Настороженно смотрела Бьянка на поспешные хозяйкины сборы, не понимая их назначения, только сердцем предчувствуя беду. Лайка теперь почти не выходила из дома, с трудом и болью поднималась в сенях с той же самой телогрейки, на которой рожала своих щенят, зализывала культи, боролась, да так и не совладала с болезнью. Иногда заходила в избу, страшась непривычной её пустоты, гулкости. Ольга не ругала её, как прежде, за вторжение на хозяйскую половину. Только смотрела с грустью, даже с отчаянием.

Чего только не передумала она, решая судьбу Бьянки. Хотела пристроить в хорошие руки, но таковых на больную собаку не нашлось. От идеи взять лайку с собой отказалась сразу, и сама-то не понимая ещё, как доберётся до места. Оставить возле дома одну, бросить? Нет! Надвигалась зима, голод. И неумолима, жестока была собачья болезнь. Оставалось только одно, единственно правильное, по разумению Ольги, решение – о нём она думала все последние дни.

Вечером, накануне отъезда, прихватив в сельпо бутылку водки, отправилась она в избу Любаши. Та как раз бутылку эту Ольге и отпустила, не подозревая, зачем она ей понадобилась.

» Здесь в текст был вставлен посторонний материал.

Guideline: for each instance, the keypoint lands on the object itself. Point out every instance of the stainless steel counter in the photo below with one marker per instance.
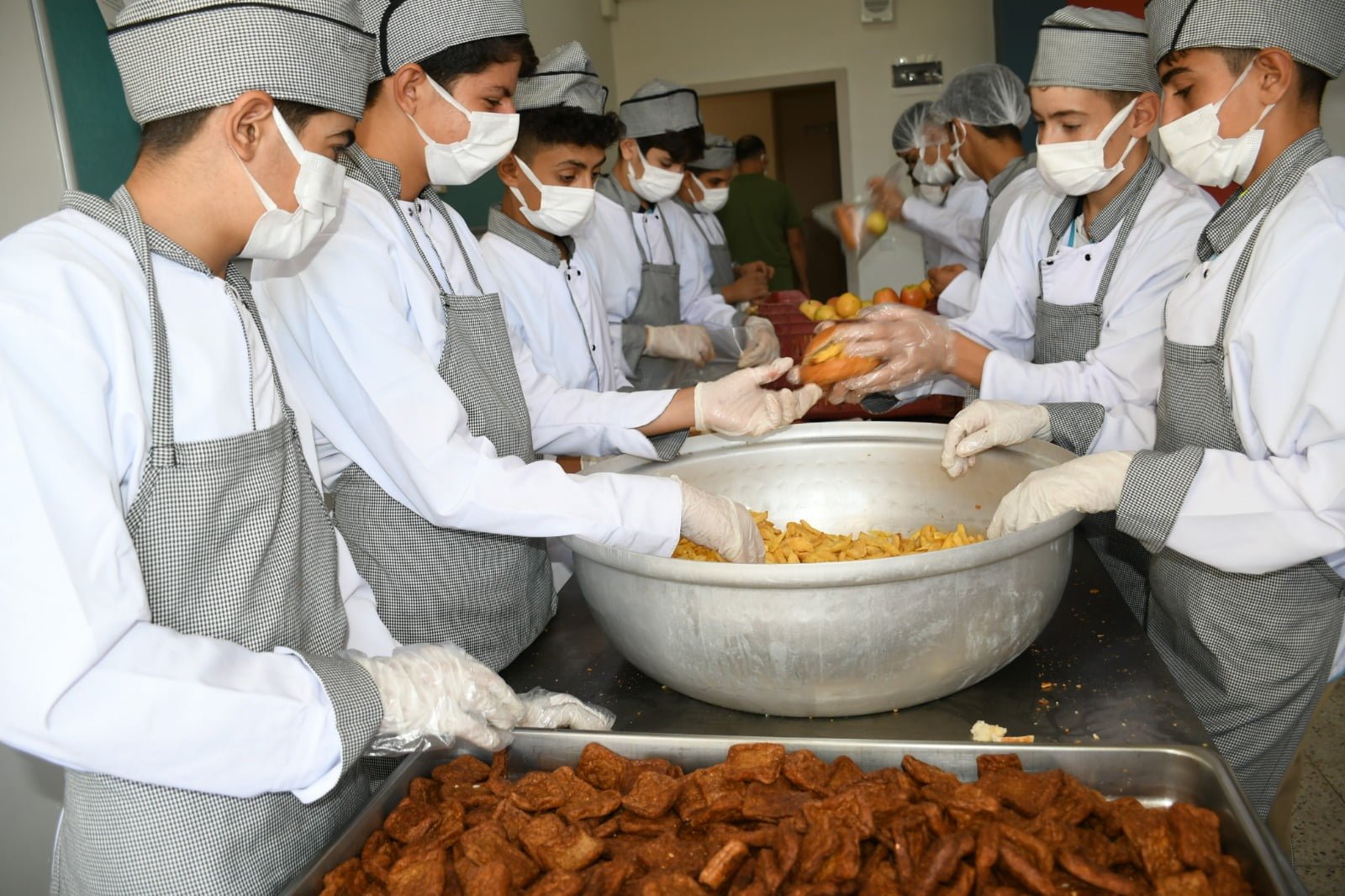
(1091, 677)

Муж Любаши, воротясь с работы на лесопилке, восседал на кухне в неизъяснимой обиде на окружающий мир. Рядом сын Павлуша школьное изложение аккуратным почерком выводит. Зина собирает на стол нехитрую снедь из картошки, капусты тушёной и солёных огурцов да ругается, матерится тихонько, себе под нос, чтоб не разозлить сына. Тот не поглядит, что мать, врежет без промедления, если что не по его сказано или даже взглянуто не так. Нелюбезной матери ветерана Ольга объяснила, что пришла договориться с её сыном о помощи. Конечно, оплаченной. Ветеран слушал Ольгу, уставившись на многообещающий газетный свёрток у неё в руках. И когда она протянула ему свёрток, кивнул, радостно согласный на всё. Сговорились на завтра.

В эту ночь Бьянка спала, впервые не чувствуя ни боли, ни времени. Хозяйка разбудила собаку, гладила, виновато отворачивая лицо с заплаканными глазами. И вдруг надела на неё городской ошейник, купленный лайке ещё покойным Форстером. Защёлкнула на нём ржавый карабин поводка. Отворила дверь, двинулась решительно к покосившемуся, но ещё крепкому штакетнику. Бьянка в поводке ползла следом, виляя крючком хвоста, радуясь, что хозяйка решила с ней погулять. Ей так хорошо было увидеть знакомый лес вдалеке, поникшие стебли осоки, рослые, сухие скелеты борщевика. Вспомнить их запах.